It took me a bit over two years of militant diet and exercise to lose those 95kg, and I mean militant. I exercised 2-3 hours per day, 5-6 days per week - 30 mins of cardio before breakfast, walk/run at lunch and gym after work. I weighed, measured and tracked everything I ate or drank for those 2+ years. And even after all of that, I still couldn't reach my goal weight, which was the top of the healthy weight range.

Meanwhile, my housemates would eat junk at practically every meal, drink like fish, do zero exercise, and still have mesomorph bodies with visible abs.

In short, I absolutely and utterly disagree with you that it's not hard to do. For me, it has been impossible. The mental struggle is the icing on the crappy cake.
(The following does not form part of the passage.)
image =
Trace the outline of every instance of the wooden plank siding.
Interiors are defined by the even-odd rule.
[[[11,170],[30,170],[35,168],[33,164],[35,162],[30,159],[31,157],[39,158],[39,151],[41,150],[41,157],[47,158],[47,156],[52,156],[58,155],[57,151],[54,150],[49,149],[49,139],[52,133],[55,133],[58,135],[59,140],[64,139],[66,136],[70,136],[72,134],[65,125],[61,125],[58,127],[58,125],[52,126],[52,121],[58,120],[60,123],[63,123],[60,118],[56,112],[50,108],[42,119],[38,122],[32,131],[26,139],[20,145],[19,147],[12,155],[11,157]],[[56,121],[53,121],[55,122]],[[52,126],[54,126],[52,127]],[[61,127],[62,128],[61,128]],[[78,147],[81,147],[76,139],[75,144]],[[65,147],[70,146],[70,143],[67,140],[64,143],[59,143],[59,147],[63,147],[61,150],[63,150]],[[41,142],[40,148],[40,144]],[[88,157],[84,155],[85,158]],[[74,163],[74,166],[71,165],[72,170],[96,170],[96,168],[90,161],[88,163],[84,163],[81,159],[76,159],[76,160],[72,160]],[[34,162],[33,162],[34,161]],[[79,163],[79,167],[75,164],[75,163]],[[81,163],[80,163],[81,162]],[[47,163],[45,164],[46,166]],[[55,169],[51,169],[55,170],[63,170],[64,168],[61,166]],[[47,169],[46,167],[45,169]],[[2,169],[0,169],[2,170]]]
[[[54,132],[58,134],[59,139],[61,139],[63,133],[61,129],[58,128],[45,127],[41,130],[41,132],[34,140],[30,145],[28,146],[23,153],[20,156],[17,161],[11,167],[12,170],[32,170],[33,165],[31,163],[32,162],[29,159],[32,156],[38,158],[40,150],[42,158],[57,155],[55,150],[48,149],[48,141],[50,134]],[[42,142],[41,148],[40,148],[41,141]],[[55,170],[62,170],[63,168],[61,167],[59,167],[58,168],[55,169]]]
Yeah. Everone's different.

And I don't mean to sound like an ass (and this is a bit off topic) but "healthy" is a very individual thing and has nothing to do with visible abs, and society's obsession with bodies and how they look is devestating, and I assume you know these things. When I was at my thinnest I was still overweight according to the normal calculations, but I didn't really look it or felt it (I'm a big dude no matter how much I weigh). I could maybe have pushed it further and gotten the shitty visible big muscles, but at that point ... why? Being happy with myself is impacted by what I do and not what I look like ... well it should be like that anyway. I still share your struggle (having put back some of the 40kg I lost), but I actually put on weight when I obsess about my looks (blergh i suck where's the beer) and loose weight when I distance myself from body ideals and just don't think about it (I don't mean totally letting go, just being content with myself as is), and that is the real struggle for me. But we're all different.

In any case doing all of that I assume you're healthier than your housemates despite their visible abs.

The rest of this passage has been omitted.